4.8.10 XPath Injection (OWASP-DV-010)
XPath is a language that has been designed and developed primarily to address parts of an XML document. In XPath injection testing, testers check if it is possible to inject data into an application so that it executes user-controlled XPath queries. When successfully exploited, this vulnerability may allow an attacker to bypass authentication mechanisms or access information without proper authorization.


4.8.11 IMAP/SMTP Injection (OWASP-DV-011)
This threat affects all the applications that communicate with mail servers (IMAP/SMTP), generally web mail applications. In IMAP/SMTP injection testing, testers check if it possible to inject arbitrary IMAP/SMTP commands into the mail servers, due to input data not properly sanitized.
An IMAP/SMTP Injection attack breaks the following pattern:
Input -> IMAP/SMTP command == IMAP/SMTP Injection


4.8.12 Code Injection (OWASP-DV-012)
Code injection testing checks if it is possible to inject into an application data that will be later executed by the web server.
A Code Injection attack breaks the following pattern:
Input -> malicious Code == Code Injection


4.8.13 OS Commanding (OWASP-DV-013)
In command injection testing testers will try to inject an OS command through an HTTP request into the application.
An OS Command Injection attack breaks the following pattern:
Input -> OS Command == OS Command Injection


4.8.14 Buffer overflow (OWASP-DV-014)
In these tests, testers check for different types of buffer overflow vulnerabilities.
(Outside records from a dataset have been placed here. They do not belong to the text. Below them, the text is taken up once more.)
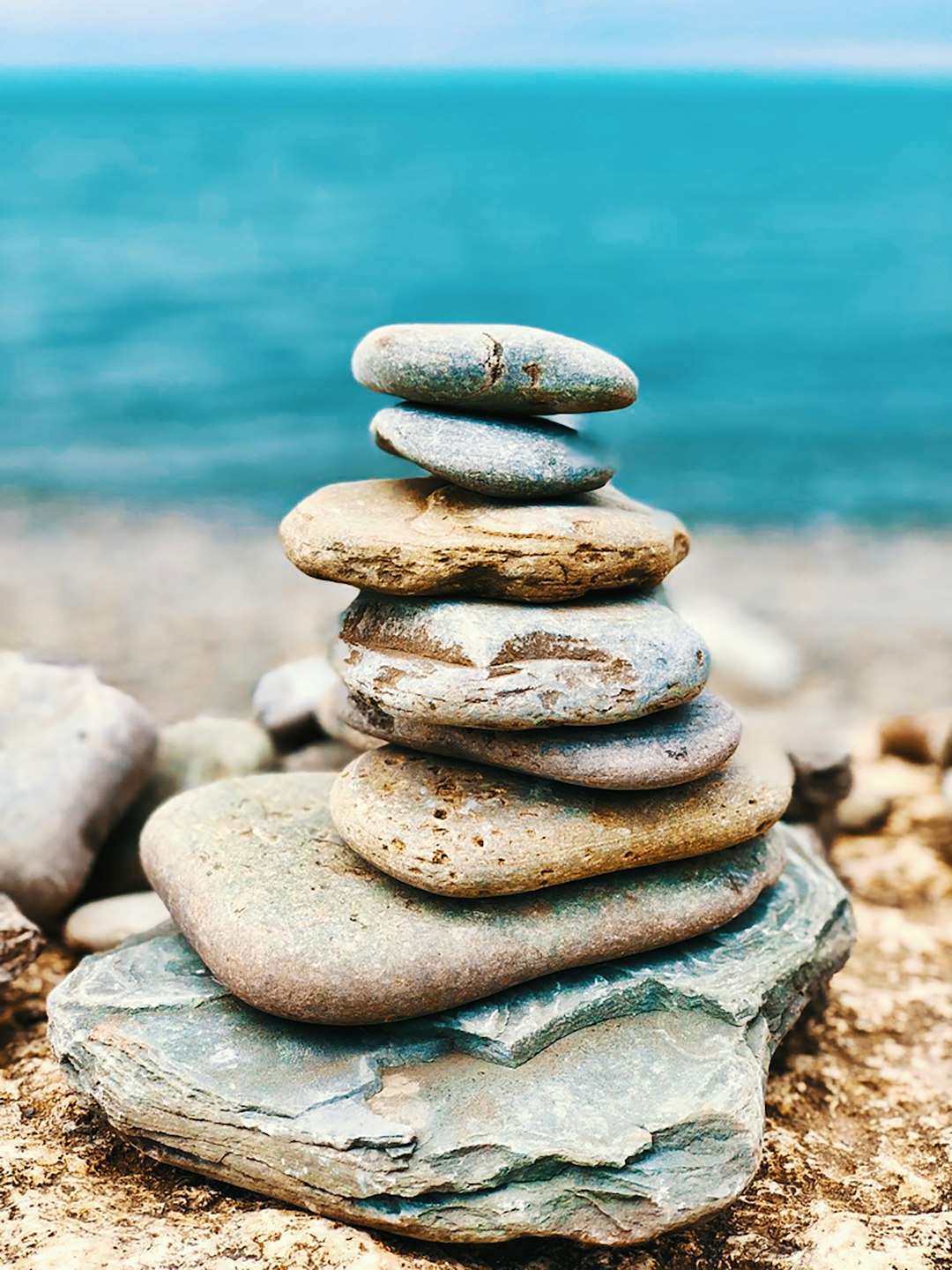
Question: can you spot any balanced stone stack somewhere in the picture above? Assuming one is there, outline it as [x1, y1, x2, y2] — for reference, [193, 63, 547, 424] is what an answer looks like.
[51, 325, 852, 1244]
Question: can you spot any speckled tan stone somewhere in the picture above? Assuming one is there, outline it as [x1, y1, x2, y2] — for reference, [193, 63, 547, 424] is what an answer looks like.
[280, 477, 689, 603]
[330, 745, 792, 897]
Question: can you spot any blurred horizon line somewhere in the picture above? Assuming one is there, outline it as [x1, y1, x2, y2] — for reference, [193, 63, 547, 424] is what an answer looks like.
[0, 63, 952, 85]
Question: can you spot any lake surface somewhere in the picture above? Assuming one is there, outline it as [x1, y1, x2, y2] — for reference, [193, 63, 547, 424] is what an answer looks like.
[0, 72, 952, 527]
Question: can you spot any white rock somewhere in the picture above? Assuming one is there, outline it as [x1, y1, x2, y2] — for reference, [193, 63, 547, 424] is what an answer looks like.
[63, 890, 169, 952]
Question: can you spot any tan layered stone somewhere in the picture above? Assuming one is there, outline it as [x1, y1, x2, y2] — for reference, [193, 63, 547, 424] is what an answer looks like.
[280, 477, 689, 603]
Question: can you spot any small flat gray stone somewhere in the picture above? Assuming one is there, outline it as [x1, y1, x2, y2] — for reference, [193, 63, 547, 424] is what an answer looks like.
[49, 845, 853, 1244]
[352, 323, 638, 414]
[330, 745, 792, 897]
[280, 476, 689, 603]
[251, 655, 337, 754]
[337, 692, 740, 790]
[370, 401, 614, 499]
[332, 592, 709, 729]
[0, 895, 43, 988]
[0, 653, 156, 924]
[86, 715, 278, 900]
[142, 773, 783, 1024]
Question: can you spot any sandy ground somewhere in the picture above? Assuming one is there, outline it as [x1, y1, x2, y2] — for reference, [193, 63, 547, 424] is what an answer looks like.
[0, 509, 952, 1270]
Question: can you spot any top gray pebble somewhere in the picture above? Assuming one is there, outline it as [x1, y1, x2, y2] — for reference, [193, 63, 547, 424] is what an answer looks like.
[352, 323, 638, 414]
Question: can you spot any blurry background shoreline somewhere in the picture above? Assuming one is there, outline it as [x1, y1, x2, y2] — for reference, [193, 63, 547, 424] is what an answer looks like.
[0, 70, 952, 529]
[0, 70, 952, 724]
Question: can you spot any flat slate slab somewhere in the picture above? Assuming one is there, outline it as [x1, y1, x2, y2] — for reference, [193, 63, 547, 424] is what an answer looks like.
[142, 773, 783, 1024]
[330, 745, 792, 897]
[49, 845, 853, 1244]
[280, 476, 689, 603]
[335, 692, 741, 790]
[331, 591, 710, 730]
[352, 323, 638, 414]
[370, 401, 614, 499]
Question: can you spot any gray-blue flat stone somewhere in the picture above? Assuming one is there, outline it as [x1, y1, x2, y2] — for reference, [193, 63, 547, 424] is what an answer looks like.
[352, 323, 638, 414]
[370, 401, 614, 499]
[0, 653, 156, 924]
[331, 591, 709, 729]
[49, 843, 853, 1244]
[142, 773, 783, 1024]
[335, 692, 740, 790]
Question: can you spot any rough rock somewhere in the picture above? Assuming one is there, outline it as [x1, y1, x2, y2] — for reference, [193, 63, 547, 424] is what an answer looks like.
[49, 848, 853, 1244]
[142, 774, 785, 1024]
[352, 323, 638, 414]
[0, 653, 155, 923]
[337, 692, 740, 790]
[280, 476, 689, 603]
[370, 401, 614, 499]
[251, 655, 337, 754]
[86, 715, 277, 898]
[0, 895, 43, 988]
[330, 745, 791, 897]
[335, 592, 709, 730]
[63, 890, 169, 952]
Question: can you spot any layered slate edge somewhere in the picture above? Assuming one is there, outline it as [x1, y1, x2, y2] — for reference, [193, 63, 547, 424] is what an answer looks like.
[49, 831, 853, 1244]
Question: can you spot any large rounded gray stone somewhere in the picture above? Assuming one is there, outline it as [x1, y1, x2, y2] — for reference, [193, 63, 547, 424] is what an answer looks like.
[370, 401, 614, 499]
[0, 653, 156, 923]
[352, 323, 638, 414]
[337, 692, 740, 790]
[330, 745, 792, 895]
[86, 715, 278, 900]
[142, 773, 783, 1024]
[280, 476, 689, 603]
[332, 592, 709, 729]
[49, 831, 853, 1244]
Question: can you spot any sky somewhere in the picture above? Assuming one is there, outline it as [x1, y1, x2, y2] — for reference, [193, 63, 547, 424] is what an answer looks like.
[0, 0, 952, 74]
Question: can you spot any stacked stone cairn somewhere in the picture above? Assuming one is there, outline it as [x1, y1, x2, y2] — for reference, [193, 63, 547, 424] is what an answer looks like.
[51, 325, 852, 1244]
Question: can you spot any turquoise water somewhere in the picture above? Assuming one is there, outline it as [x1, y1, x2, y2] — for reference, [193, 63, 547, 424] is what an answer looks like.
[0, 74, 952, 527]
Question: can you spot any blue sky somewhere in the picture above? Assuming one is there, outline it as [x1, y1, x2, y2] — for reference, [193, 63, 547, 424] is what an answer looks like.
[0, 0, 952, 72]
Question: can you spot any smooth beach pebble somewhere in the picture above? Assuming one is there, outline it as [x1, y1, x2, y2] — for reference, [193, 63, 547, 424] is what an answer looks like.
[332, 592, 709, 729]
[280, 476, 689, 603]
[352, 323, 638, 414]
[330, 745, 792, 897]
[254, 654, 337, 751]
[86, 715, 278, 900]
[370, 401, 614, 499]
[142, 774, 783, 1024]
[0, 653, 156, 924]
[63, 890, 169, 952]
[338, 692, 741, 790]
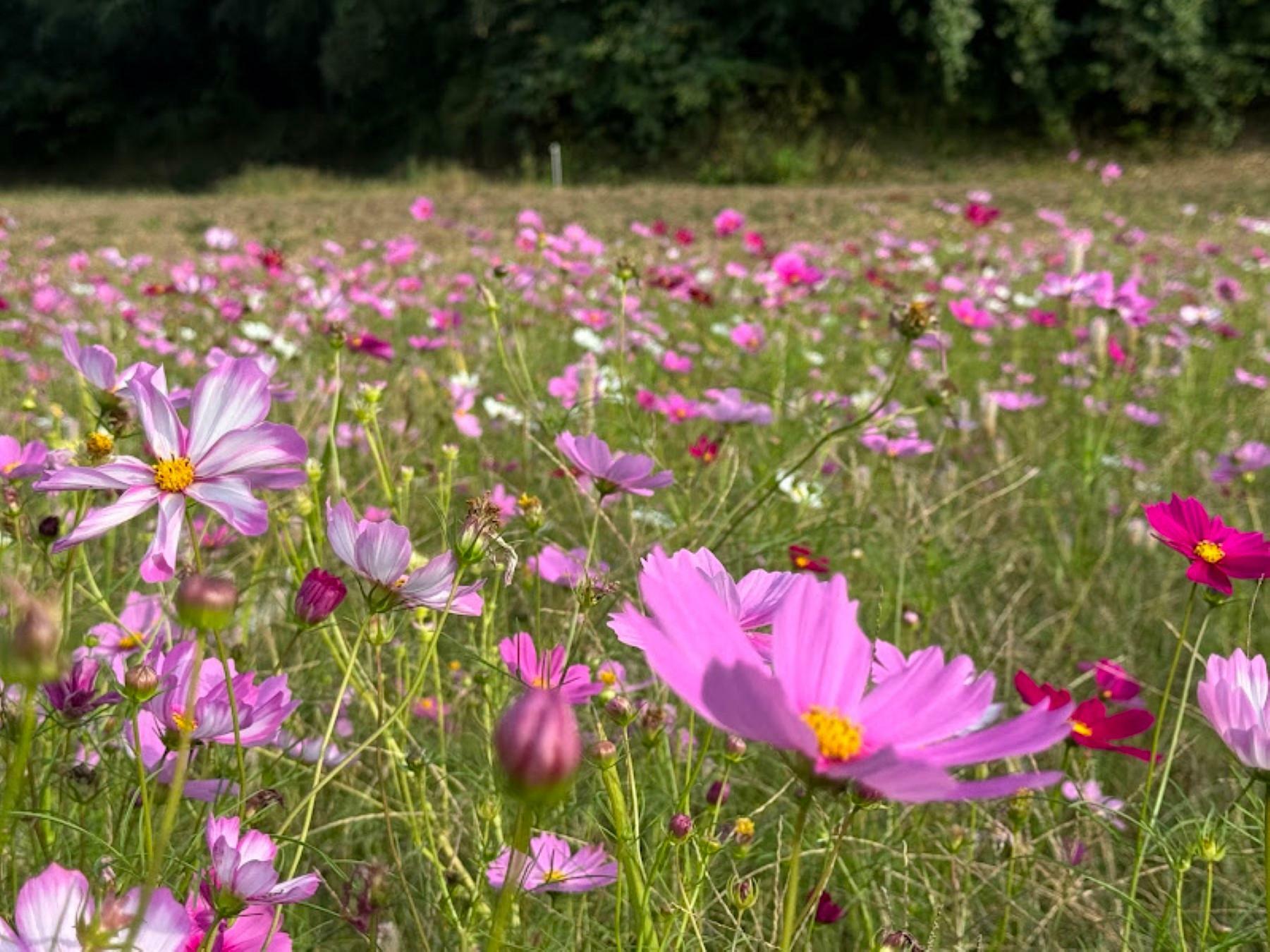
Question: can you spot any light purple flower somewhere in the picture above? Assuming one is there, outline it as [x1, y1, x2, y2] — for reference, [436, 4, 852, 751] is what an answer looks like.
[0, 435, 48, 480]
[556, 430, 674, 498]
[35, 359, 309, 581]
[485, 833, 617, 892]
[200, 816, 322, 915]
[614, 554, 1070, 803]
[326, 499, 485, 614]
[1197, 649, 1270, 771]
[498, 631, 603, 704]
[0, 863, 193, 952]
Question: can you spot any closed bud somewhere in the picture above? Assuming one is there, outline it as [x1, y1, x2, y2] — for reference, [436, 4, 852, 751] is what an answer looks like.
[728, 879, 758, 911]
[604, 695, 635, 727]
[123, 664, 159, 703]
[667, 814, 692, 843]
[494, 688, 582, 805]
[295, 568, 348, 625]
[173, 575, 238, 631]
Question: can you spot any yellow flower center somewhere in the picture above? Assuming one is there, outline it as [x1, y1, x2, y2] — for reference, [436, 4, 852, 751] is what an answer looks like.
[152, 456, 195, 492]
[119, 631, 146, 651]
[802, 704, 865, 760]
[84, 430, 114, 460]
[171, 711, 198, 733]
[1195, 539, 1226, 565]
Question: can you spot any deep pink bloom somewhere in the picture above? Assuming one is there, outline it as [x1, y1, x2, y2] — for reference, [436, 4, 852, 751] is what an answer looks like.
[326, 499, 485, 614]
[485, 833, 617, 892]
[0, 435, 48, 481]
[556, 430, 674, 498]
[498, 631, 604, 704]
[0, 863, 193, 952]
[619, 556, 1069, 803]
[1197, 649, 1270, 771]
[35, 359, 309, 581]
[1143, 492, 1270, 595]
[145, 641, 300, 747]
[200, 816, 322, 915]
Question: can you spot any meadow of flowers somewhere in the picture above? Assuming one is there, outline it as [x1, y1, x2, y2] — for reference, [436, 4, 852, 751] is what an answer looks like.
[0, 160, 1270, 952]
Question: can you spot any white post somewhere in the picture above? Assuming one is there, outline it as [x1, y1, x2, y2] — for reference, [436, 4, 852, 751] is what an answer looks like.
[549, 142, 564, 188]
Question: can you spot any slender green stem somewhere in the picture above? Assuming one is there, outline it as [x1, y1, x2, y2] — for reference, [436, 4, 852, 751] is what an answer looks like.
[1120, 584, 1199, 952]
[485, 803, 533, 952]
[0, 684, 35, 853]
[781, 791, 812, 952]
[212, 631, 248, 822]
Here are the testing methods for the common types of buffer overflow vulnerabilities:
4.8.14.1 Heap overflow
4.8.14.2 Stack overflow
4.8.14.3 Format string

In general Buffer overflow breaks the following pattern:
Input -> Fixed buffer or format string == overflow


4.8.15 Incubated vulnerability (OWASP-DV-015)
Incubated testing is a complex testing that needs more than one data validation vulnerability to work.


4.8.16 Testing for HTTP Splitting/Smuggling (OWASP-DV-016)
Describes how to test for an HTTP Exploit, as HTTP Verb, HTTP Splitting, HTTP Smuggling.


In every pattern shown, the data should be validated by the application before it's trusted and processed. The goal of testing is to verify if the application actually performs validation and does not trust its input.